According to a report on Monday in a Kuwaiti newspaper, Israeli and other Western intelligence agencies received information that Hizbollah members were being trained in Syria in the use of Scud missiles. These missiles, which have a range of over 300 kilometres, were used by Iraq in 1991 to attack Israeli cities and are much larger than the missiles Hizbollah currently holds. They would allow the Lebanese movement to attack almost any site in Israel.

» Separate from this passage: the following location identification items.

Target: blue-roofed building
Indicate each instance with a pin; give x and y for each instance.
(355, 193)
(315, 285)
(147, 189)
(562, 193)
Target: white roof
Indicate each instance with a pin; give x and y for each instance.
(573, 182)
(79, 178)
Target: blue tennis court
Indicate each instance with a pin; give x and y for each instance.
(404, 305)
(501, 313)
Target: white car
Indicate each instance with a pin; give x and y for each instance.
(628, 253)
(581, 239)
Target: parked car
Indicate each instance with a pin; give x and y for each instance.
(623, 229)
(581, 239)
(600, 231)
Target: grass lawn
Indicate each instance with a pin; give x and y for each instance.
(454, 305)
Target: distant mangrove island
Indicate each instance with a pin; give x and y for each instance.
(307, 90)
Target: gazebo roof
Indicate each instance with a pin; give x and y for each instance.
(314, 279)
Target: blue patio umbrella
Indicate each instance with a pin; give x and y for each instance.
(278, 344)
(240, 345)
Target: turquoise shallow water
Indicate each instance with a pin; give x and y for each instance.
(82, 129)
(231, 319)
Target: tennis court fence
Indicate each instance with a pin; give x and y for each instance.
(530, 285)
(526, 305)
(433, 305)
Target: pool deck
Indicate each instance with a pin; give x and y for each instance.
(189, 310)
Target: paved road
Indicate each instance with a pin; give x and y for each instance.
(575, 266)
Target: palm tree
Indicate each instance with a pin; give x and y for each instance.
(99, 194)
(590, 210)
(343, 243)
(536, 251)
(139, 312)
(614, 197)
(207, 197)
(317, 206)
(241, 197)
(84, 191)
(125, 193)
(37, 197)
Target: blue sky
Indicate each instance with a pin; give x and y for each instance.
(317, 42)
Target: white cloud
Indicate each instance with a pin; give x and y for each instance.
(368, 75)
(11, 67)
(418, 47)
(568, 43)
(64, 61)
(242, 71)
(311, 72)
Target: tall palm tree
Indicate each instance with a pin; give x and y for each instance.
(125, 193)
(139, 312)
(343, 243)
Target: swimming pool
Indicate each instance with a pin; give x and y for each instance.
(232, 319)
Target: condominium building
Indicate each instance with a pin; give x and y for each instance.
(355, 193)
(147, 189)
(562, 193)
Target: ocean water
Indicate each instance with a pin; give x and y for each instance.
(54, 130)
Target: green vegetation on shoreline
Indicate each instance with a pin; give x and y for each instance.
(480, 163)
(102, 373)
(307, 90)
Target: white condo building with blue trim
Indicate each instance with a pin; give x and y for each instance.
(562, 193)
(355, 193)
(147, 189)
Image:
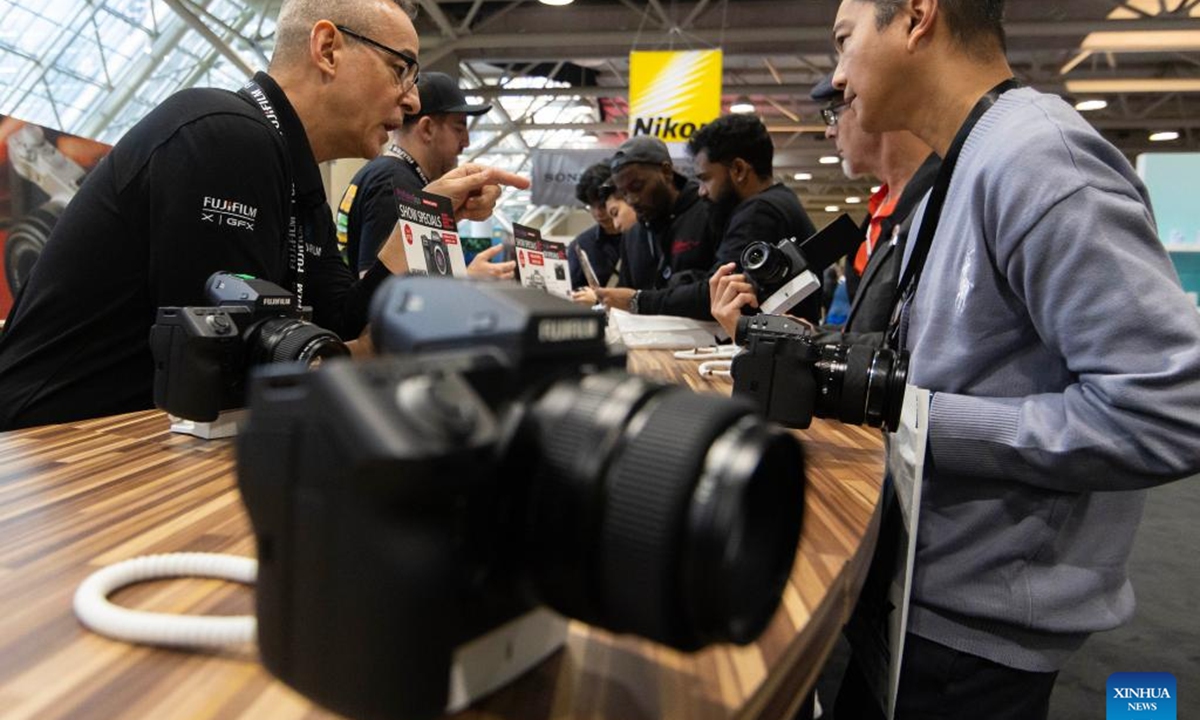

Israel passed on messages through third parties that it would not stand by if Syria supplied Scuds to Hizbollah. According to the Kuwaiti report, the Americans also warned Syria that its actions could lead to an Israeli attack that may escalate into a full war. Syria seems to have ignored the warnings and this is the reason that the US has decided to postpone indefinitely returning its ambassador to Damascus.

The Israeli military’s working assumption is that Syria and Iran have agreed to supply Hizbollah with all types of weapons, including chemical warfare bombs and advanced anti-aircraft missiles.

Over the past two months, the threat of imminent war on Israel’s northern border has receded somewhat, although senior Israeli soldiers have said that Syria has not slowed down the transfer of arms to Hizbollah.

Hizbollah is estimated to be holding between 30-40,000 missiles obtained through Syria and Iran over the past few years, despite UN Resolution 1701, which ended the Second Lebanon War and forbids arms shipments to Hizbollah.

Aside from the increase in the number and quality of these missiles, Israeli sources say that the main difference since 2006 is that Hizbollah’s missile forces are now under the direct control of the Iranian Revolutionary Guards and their firing can only take place under direct orders from Tehran.